Beneath The Dorchester – one of London’s most unanimously luxurious hotels – China Tang is not a modern Chinese restaurant; nor does it attempt to be. Opened by the late Sir David Tang in 2005, the grand basement restaurant’s a la carte menu is embedded in Cantonese standards: deeply comforting and shrouded with warm familiarity, yet ultimately expensive.
Accessible via a separate entrance on Park Lane, or through the hotel’s opulent lobby (try to avoid losing your shoes in the deep, lavish carpets), China Tang occupies a vast, windowless space with art-deco interior specifically designed to evoke the romanticism of the 1930s. Mirrored pillars, plush banquettes and the intricately woven carpet join large tables – some table-clothed, others refreshingly uncloaked – surrounded by an eye-catching underwater fresco. Each table is set with silver chopsticks in a silver rest, evocative of the aristocratic custom of the 14th Century, in which poison was believed to blacken silver. During early dinner service on a recent Thursday evening, the dining space quickly began to fill with locals, hotel patrons and Chinese families, contributing to a riotous atmosphere unfamiliar with starchy fine dining. In accordance, the service is upbeat but professional, eminently unfussy.

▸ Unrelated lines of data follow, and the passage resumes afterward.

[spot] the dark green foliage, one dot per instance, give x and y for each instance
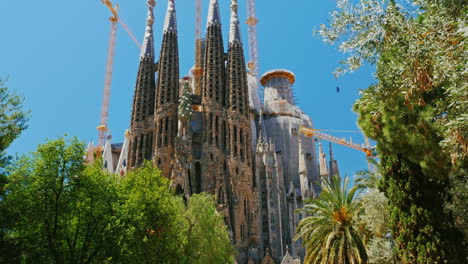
(149, 218)
(417, 114)
(206, 233)
(12, 122)
(330, 233)
(417, 219)
(56, 209)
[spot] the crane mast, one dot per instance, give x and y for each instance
(102, 128)
(198, 70)
(310, 132)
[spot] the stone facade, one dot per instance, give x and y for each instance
(223, 140)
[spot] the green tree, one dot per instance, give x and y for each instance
(329, 232)
(151, 218)
(13, 121)
(373, 221)
(57, 210)
(417, 112)
(205, 233)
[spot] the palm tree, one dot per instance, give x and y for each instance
(328, 233)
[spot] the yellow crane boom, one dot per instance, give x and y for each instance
(310, 132)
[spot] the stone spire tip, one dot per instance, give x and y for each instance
(234, 29)
(170, 23)
(214, 17)
(147, 49)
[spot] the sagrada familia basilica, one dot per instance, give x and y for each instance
(221, 139)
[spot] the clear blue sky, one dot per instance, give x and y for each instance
(55, 53)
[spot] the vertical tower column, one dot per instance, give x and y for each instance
(165, 117)
(141, 124)
(240, 150)
(214, 135)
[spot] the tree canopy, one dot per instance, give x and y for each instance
(417, 112)
(57, 209)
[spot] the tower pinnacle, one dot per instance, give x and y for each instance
(147, 50)
(213, 13)
(170, 23)
(234, 31)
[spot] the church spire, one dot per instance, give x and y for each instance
(167, 94)
(234, 28)
(147, 50)
(213, 13)
(140, 136)
(170, 23)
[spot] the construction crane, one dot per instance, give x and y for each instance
(102, 128)
(310, 132)
(198, 70)
(253, 50)
(114, 19)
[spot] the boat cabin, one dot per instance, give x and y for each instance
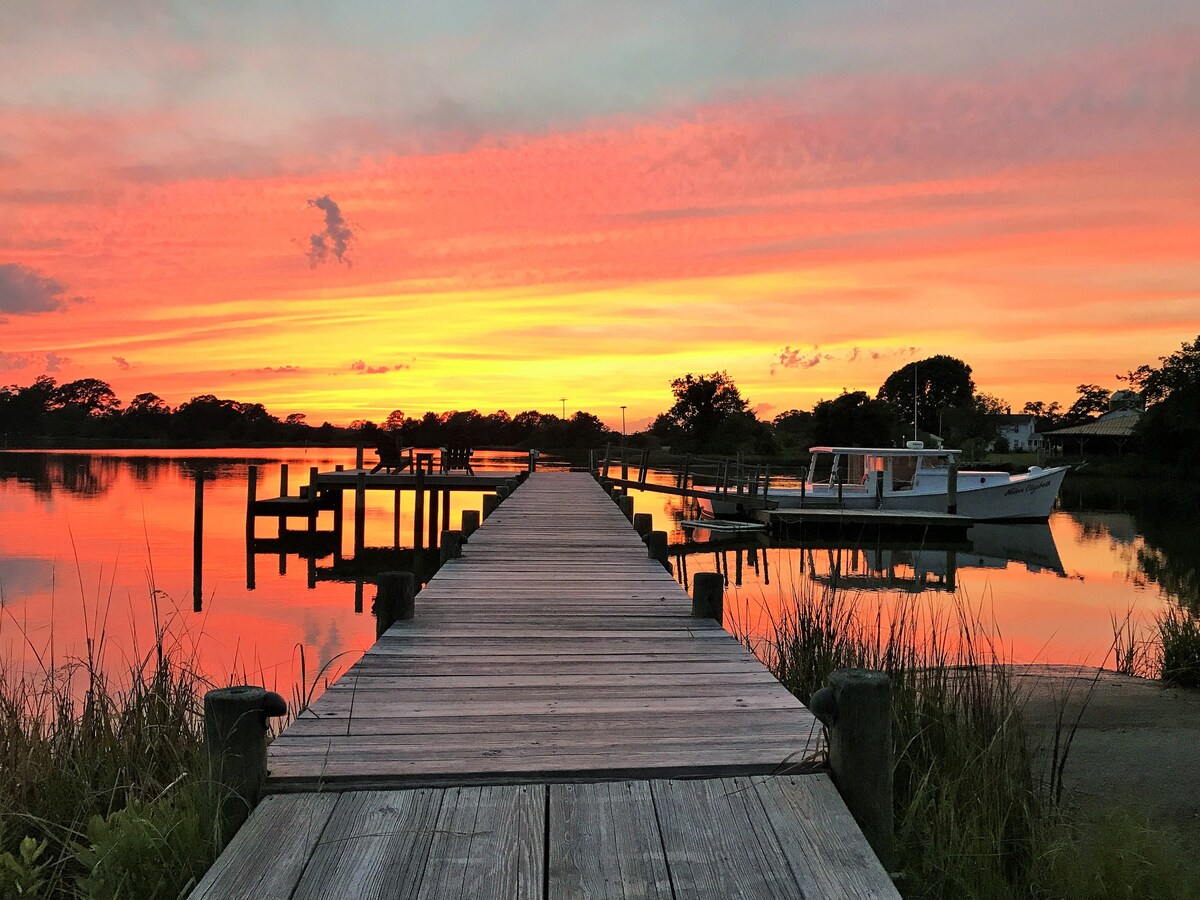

As for the food, Cantonese dishes are celebrated, executed using premium ingredients: the regional cooking which set the foundations for London’s constantly expanding hub of remarkable Chinese restaurants. In addition to the vast a la carte menu, an all-day dim sum menu is also available – a rarity which bucks the customary trend of serving full dim sum menus exclusively during lunch service. Consequently, our dinner begins with a round of Shanghainese siu long bao (£7): delicately crafted but filled with not-quite-enough of that joyous soup rife with ginger. Classic taro cake (£7) comprises chicken, prawn and scallop, deftly fried with trademark crispy yam puff; while barbecue pork pastries (£7) are sweet and loaded with umami – notably without the aid of added MSG.
One of the menu’s more adventurous gems: chunks of cold chicken are lashed with alcohol, veiled with flaccid skin which does little to compensate for the challenging texture of terse, accompanying jellyfish (£22). Better are nuggets of crispy golden tofu (£13) – soft, deep-fried and simply served with lurid sweet and sour sauce; or slices of the char siu pork shoulder (£22), red as sunrise and awash with sweet honey.
The 1970s are recalled once again with sweet and sour prawns (£27), deep-fried and again convoyed by that garish sauce, adeptly cooked and further embellished with some finely chopped chilli, agreeable with the ascetic steamed rice. A side of morning glory (£13), with plenty of fried garlic, arrives towards the end of the meal and thus gets pushed around the plate until cleared. Various desserts are available – including a preposterous platter of everything, alongside banana and apple fritters (£9) coated in caramel and sesame seeds for one final blast of yesteryear nostalgia.
The Cantonese fare at China Tang is fine, but the ubiquitous sense of occasion is the biggest factor in contributing to they enjoyable dinner experience. Much of the menu will be familiar to even the most unadventurous of British Sinophiles, but the often astronomical prices will not.
China Tang can be found at The Dorchester, 53 Park Lane, London, W1K 1QA.